Why is the definition of accredited investor important?
A person or entity that qualifies as an accredited investor is permitted to participate in investment opportunities, especially those involving private companies, that are generally not available to non-accredited investors. This definition is a key element of Rules 506(b) and 506(c) of Regulation D - two important exemptions from the registration requirements under the Securities Act. In 2018, the estimated amount of capital reported as being raised under these rules was $1.7 trillion, compared to $1.4 trillion in public offerings.
What are the proposed amendments?
If adopted as proposed, the amendments would:
Add a new category of accredited investor for individuals who have certain professional certifications, designations or other credentials that the SEC would, from time to time, designate as qualifying for accredited investor status by means of an order posted on its website.
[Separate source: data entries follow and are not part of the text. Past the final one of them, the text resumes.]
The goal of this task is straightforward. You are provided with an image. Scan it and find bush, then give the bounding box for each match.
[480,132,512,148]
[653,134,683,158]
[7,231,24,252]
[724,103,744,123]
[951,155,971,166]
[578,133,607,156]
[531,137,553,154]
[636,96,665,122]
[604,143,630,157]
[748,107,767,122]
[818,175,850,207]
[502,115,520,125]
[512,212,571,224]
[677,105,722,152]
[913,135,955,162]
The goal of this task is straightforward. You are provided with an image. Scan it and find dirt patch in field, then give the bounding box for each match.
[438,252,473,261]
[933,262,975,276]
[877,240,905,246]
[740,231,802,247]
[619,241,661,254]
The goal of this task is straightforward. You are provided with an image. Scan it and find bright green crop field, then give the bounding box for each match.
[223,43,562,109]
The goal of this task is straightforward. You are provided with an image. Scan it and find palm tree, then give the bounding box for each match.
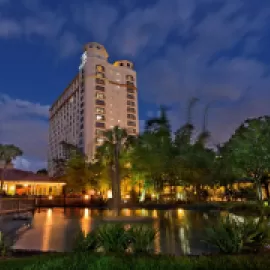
[0,144,23,190]
[96,126,132,216]
[175,97,199,147]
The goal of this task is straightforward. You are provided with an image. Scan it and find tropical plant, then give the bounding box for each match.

The SEC proposed including Series 7, 65 and 82 licenses in the initial order accompanying the final rule, while the rule itself would include a non-exclusive list of attributes the SEC would consider in expanding the certifications, designations or other credentials to be included in this new category of accredited investor in the future.
Add a new category of accredited investor for investments in private funds by individuals who are “knowledgeable employees” (as defined under the Investment Company Act) of that fund or its affiliated management company. Private funds are private equity funds, venture capital funds or hedge funds that rely on Sections 3(c)(1) or 3(c)(7) of the Investment Company Act. Knowledgeable employees include executive officers, directors, trustees, general partners, advisory board members, or persons serving in a similar capacity, of the private fund or an affiliated management company, and employees of the private fund or an affiliated management company (other than employees performing solely clerical, secretarial, or administrative functions) who, in connection with their regular functions or duties, have participated in the investment activities of the private fund or certain affiliates for at least 12 months.
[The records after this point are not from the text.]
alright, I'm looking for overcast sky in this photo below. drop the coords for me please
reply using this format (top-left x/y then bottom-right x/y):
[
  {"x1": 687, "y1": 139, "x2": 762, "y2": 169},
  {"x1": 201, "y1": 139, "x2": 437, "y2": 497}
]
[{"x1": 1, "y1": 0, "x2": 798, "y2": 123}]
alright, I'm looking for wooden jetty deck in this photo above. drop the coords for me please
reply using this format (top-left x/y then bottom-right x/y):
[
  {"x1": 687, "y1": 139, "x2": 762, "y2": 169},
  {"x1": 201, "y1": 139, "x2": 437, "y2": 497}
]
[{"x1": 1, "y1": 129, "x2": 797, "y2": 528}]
Add certain entity types to the current list of entities that qualify as accredited investors. The proposal would add registered investment advisers and codify existing SEC guidance qualifying limited liability companies with total assets in excess of $5 million that were not formed for the specific purpose of acquiring the securities offered.
Add a new category of accredited investor for any entity owning “investments” in excess of $5 million that was not formed for the specific purpose of investing in such securities. · Add a new category of accredited investor for “family offices” with at least $5 million in assets under management and their “family clients” (as such terms are defined under the Investment Advisers Act).
Add “spousal equivalents” to the accredited investor definition, enabling them to pool their finances for the purpose of qualifying as accredited investors. (The current financial thresholds – net worth of $1 million or annual income of $200,000 individually or $300,000 jointly – would remain the same.)
The SEC’s proposing release also solicited comments on the current financial thresholds in the definition of accredited investor.
How do we see the proposed amendments affecting our clients?
By broadening the definition of accredited investor, the amendments, if adopted as proposed, could have the effect of significantly increasing the pool of potential investors in private offerings. This could benefit both investors, particularly those with financial sophistication who previously failed to qualify as accredited investors, and companies and private equity and other funds, by improving their ability to raise capital in the private capital markets and reducing competition among companies for investors and therefore the cost of capital. The amendments are expected to facilitate small business capital formation, including for early-stage and high-growth companies. The pool of potential investors could grow further if and when the SEC expands the new accredited investor category based on professional certifications, designations or other credentials.
The management companies of many funds have employees who meet the definition of knowledgeable employees under the Investment Company Act, but who are prevented from investing in the fund because they do not meet the income or net worth requirements of the current accredited investor definition. The proposed amendments would qualify such knowledgeable employees as accredited investors.